NEWS
Professor’s play commemorates Tuscaloosa tornadoes
Louisiana Tech associate professor of theater Paul Crook, a Tuscaloosa, Ala., native, used his memories of the April 2011 tornadoes that devastated his hometown to create a story.
Crook’s play, “Home,” which focuses on watching the destruction from afar, was performed at Shelton State Community College in Tuscaloosa recently to raise money for local tornado relief agencies.
“Earlier this year, the playwriting professor at the University of Alabama sent out a notice to numerous colleagues that a director/teacher from Tuscaloosa — and a good friend of mine, Michael Carr — was soliciting short scripts to put together an evening of plays to commemorate the first anniversary of the April 27 tornadoes,” Crook said.

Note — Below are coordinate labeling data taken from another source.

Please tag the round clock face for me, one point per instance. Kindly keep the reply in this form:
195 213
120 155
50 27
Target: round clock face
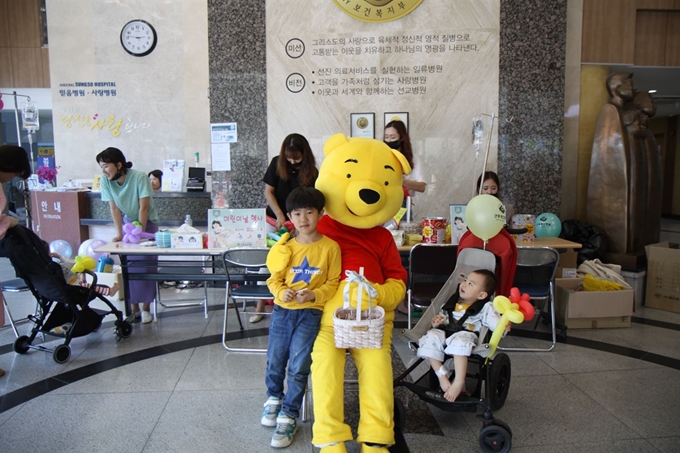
138 38
377 10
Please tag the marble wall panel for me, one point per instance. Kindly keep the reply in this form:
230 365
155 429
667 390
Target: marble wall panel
532 40
238 93
459 41
532 79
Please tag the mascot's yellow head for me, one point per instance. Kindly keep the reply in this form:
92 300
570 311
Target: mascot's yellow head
361 179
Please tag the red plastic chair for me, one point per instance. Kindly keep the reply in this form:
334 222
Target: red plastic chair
503 246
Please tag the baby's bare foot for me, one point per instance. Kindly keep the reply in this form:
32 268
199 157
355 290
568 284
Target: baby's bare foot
444 383
454 390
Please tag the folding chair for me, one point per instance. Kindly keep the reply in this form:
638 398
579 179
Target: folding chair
241 266
535 275
16 285
430 266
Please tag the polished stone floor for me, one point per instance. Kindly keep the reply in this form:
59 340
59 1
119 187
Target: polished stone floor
173 387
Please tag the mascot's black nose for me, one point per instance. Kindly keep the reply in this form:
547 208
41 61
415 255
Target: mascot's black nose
369 196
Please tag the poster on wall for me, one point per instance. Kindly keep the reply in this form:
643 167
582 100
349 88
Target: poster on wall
223 133
173 175
236 228
457 219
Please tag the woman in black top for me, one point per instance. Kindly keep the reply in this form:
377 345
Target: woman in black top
294 166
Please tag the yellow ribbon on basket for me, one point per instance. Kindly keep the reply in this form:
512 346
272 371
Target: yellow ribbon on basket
509 312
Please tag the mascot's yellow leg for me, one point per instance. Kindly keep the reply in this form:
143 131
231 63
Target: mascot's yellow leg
376 395
366 449
328 377
337 448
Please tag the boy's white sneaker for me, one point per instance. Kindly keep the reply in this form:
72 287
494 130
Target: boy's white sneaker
271 411
285 430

“I wrote one that was actually an adaptation of a Facebook post I wrote a few days after the storm and sent it to them. I was fortunate that my script was selected to be the prologue piece to the evening of theater. And I was extremely humbled and thankful to have a very small part in raising some more donations, which the performances did, for ongoing tornado relief efforts.”
Crook said none of his family or friends suffered physical injuries, but the tornadoes’ impact on his hometown affected him.
“Its after-effects had a profound impact on me,” he said. “We weren’t able to go over and help with clean up, but my family and I did help spearhead a local relief effort, collecting donations for the ‘Roll Bama Roll/Well That’s Cool Sunshine Express,’ which was a relief effort by Alabama alumni that went from Pasadena to Tuscaloosa picking up donations in an 18-wheeler.”
“Home” served as the prologue to nine other plays that were performed to tell the story of the tornadoes, collectively called, “Inside the Tornado.”